Lead researcher Scott. A Langenecker of the University of Utah, found that childhood adversity was tied into and associated with three major brain networks:
- Cognitive control network
- Salience and emotion network
- Default mode network
In an interview with the PsyPost, Langenecker stated:
We know that depression is different for each person, and for some it is a recurrent, chronic illness somewhat like diabetes. We should be asking critical questions of our health care systems, insurance companies and providers about how we can better maintain wellness and prevent recurrence.
Relationship between ACEs and risk factors for disease
There have been many studies throughout the years describing the connection between ACEs and disease. In a landmark study between 1995 to 1997, over 17,000 participants were gathered and tested by the Centers for Disease Control and Prevention (CDC) in partnership with Kaiser Permanente.
The results were as follows:
ACES are common, with 28 percent of the participants reporting some kind of physical or sexual abuse. Many also reported that experiencing a divorce or parental separation resulted in some kind mental disorder or substance abuse.

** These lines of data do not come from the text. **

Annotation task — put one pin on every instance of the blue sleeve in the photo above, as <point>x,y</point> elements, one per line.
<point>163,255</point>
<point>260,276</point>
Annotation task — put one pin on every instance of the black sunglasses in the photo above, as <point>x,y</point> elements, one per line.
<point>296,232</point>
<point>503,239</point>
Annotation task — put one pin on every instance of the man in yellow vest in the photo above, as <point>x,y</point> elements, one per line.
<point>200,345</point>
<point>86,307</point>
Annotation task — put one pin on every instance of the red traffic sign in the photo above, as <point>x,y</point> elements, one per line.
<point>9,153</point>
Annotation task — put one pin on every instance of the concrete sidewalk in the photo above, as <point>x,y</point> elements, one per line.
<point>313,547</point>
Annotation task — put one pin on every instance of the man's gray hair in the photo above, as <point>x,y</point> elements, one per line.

The recent research pointed to a similar conclusion:
Treatment can be preventative and does not need to be reactive. Higher levels of care and proactive prevention can reduce bad outcomes (like relationship problems and divorce, education difficulties, low work productivity and quality — presenteeism — and risk for suicide).
Now that the connection between childhood adversity, lessened inhibitory control and depression have been confidently linked – this opens up the way for future ways of treatment. The authors ended out their study with the following conclusion:
Our finding of an association between CA (childhood adversity) and inhibitory control impairment, independent of diagnosis, suggests that future research on the role of inhibitory control impairment in depression should consider the influence of CA. Finally, given research suggesting that impairment in cognitive control is associated with a distinct course of illness and response to treatment, future research may benefit from examining whether CA, and associated inhibitory control impairment, contributes to a distinct course of depression.